Atualmente a Caixa Econômica Federal detém o monopólio dessa atividade.
Conforme esclarece o projeto, poderão ser penhoradas gemas, metais preciosos, obras de arte, antiguidades e até veículos. Sendo que o prazo do contrato bem como os juros cobrados serão estabelecidos entre as partes.
O objetivo da proposta é aumentar a oferta de crédito com taxas mais baratas. Segundo o deputado, hoje as agências da Caixa que disponibilizam o serviço de penhor não alcançam 10% dos municípios brasileiros.
“O projeto é para beneficiar principalmente a população menos favorecida, que vive longe dos grandes centros, mas tem grande potencial de fazer a economia girar e gerar empregos”, diz Martins.
Pontos principais
Além de permitir que empresas privadas realizem a atividade de penhor, o projeto de lei também regulamenta a atividade.

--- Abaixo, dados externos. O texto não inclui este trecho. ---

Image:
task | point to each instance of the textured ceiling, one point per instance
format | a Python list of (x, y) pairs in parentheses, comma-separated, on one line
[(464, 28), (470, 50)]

Dessa forma, entre os principais pontos estão:
– as empresas deverão inserir a atividade de penhor no seu objeto social;
– a dívida pode ser liquidada antes do vencimento sem que o devedor sofra multa ou outro encargo;
– a empresa está autorizada a vender o objeto penhorado em caso de inadimplência do proprietário do bem apenhado por mais de 30 dias;
– a empresa tem a obrigação de informar às autoridades competentes sobre qualquer indícios de que o bem a ser penhorado tenha origem ilícita;
– o Poder Executivo estabelecerá, de forma simplificada, as regras para registro e funcionamento das empresas que exerçam as atividades de penhor.
Atualmente o projeto está aguardando parecer do relator na Comissão de Finanças e Tributação. Posteriormente segue para comissão de Constituição e Justiça e de Cidadania e depois, para o Plenário da Câmara.